The Janus Henderson Horizon Fund (the “Fund”) is a Luxembourg SICAV incorporated on 30 May 1985, managed by Janus Henderson Investors Europe S.A. Janus Henderson Investors Europe S.A. may decide to terminate the marketing arrangements of this Collective Investment Scheme in accordance with the appropriate regulation. This is a marketing communication. Please refer to the prospectus of the UCITS and to the KIID before making any final investment decisions.
    Specific risks
  • Shares/Units can lose value rapidly, and typically involve higher risks than bonds or money market instruments. The value of your investment may fall as a result.
  • Emerging markets expose the Fund to higher volatility and greater risk of loss than developed markets; they are susceptible to adverse political and economic events, and may be less well regulated with less robust custody and settlement procedures.
  • The Fund may invest in China A shares via a Stock Connect programme. This may introduce additional risks including operational, regulatory, liquidy and settlement risks.
  • If a Fund has a high exposure to a particular country or geographical region it carries a higher level of risk than a Fund which is more broadly diversified.
  • This Fund may have a particularly concentrated portfolio relative to its investment universe or other funds in its sector. An adverse event impacting even a small number of holdings could create significant volatility or losses for the Fund.
  • The Fund may use derivatives with the aim of reducing risk or managing the portfolio more efficiently.
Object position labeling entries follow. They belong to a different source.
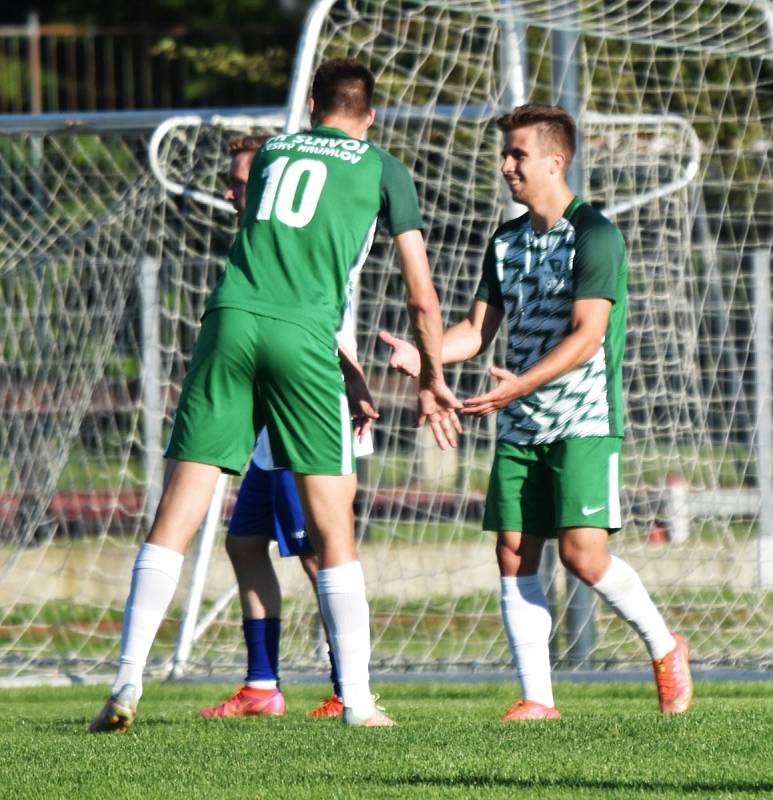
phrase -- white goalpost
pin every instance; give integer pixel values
(108, 254)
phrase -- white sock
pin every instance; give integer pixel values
(623, 590)
(527, 624)
(344, 608)
(154, 580)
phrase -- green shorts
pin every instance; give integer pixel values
(248, 371)
(572, 483)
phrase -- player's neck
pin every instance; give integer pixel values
(352, 127)
(546, 210)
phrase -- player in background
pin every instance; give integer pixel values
(268, 508)
(266, 355)
(558, 274)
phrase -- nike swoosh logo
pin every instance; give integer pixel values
(586, 512)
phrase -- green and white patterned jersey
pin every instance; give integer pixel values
(535, 279)
(313, 201)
However this introduces other risks, in particular, that a derivative counterparty may not meet its contractual obligations.
  • If the Fund holds assets in currencies other than the base currency of the Fund or you invest in a share/unit class of a different currency to the Fund (unless 'hedged'), the value of your investment may be impacted by changes in exchange rates.
  • When the Fund, or a hedged share/unit class, seeks to mitigate exchange rate movements of a currency relative to the base currency, the hedging strategy itself may create a positive or negative impact to the value of the Fund due to differences in short-term interest rates between the currencies.
  • Securities within the Fund could become hard to value or to sell at a desired time and price, especially in extreme market conditions when asset prices may be falling, increasing the risk of investment losses.
  • The Fund could lose money if a counterparty with which the Fund trades becomes unwilling or unable to meet its obligations, or as a result of failure or delay in operational processes or the failure of a third party provider.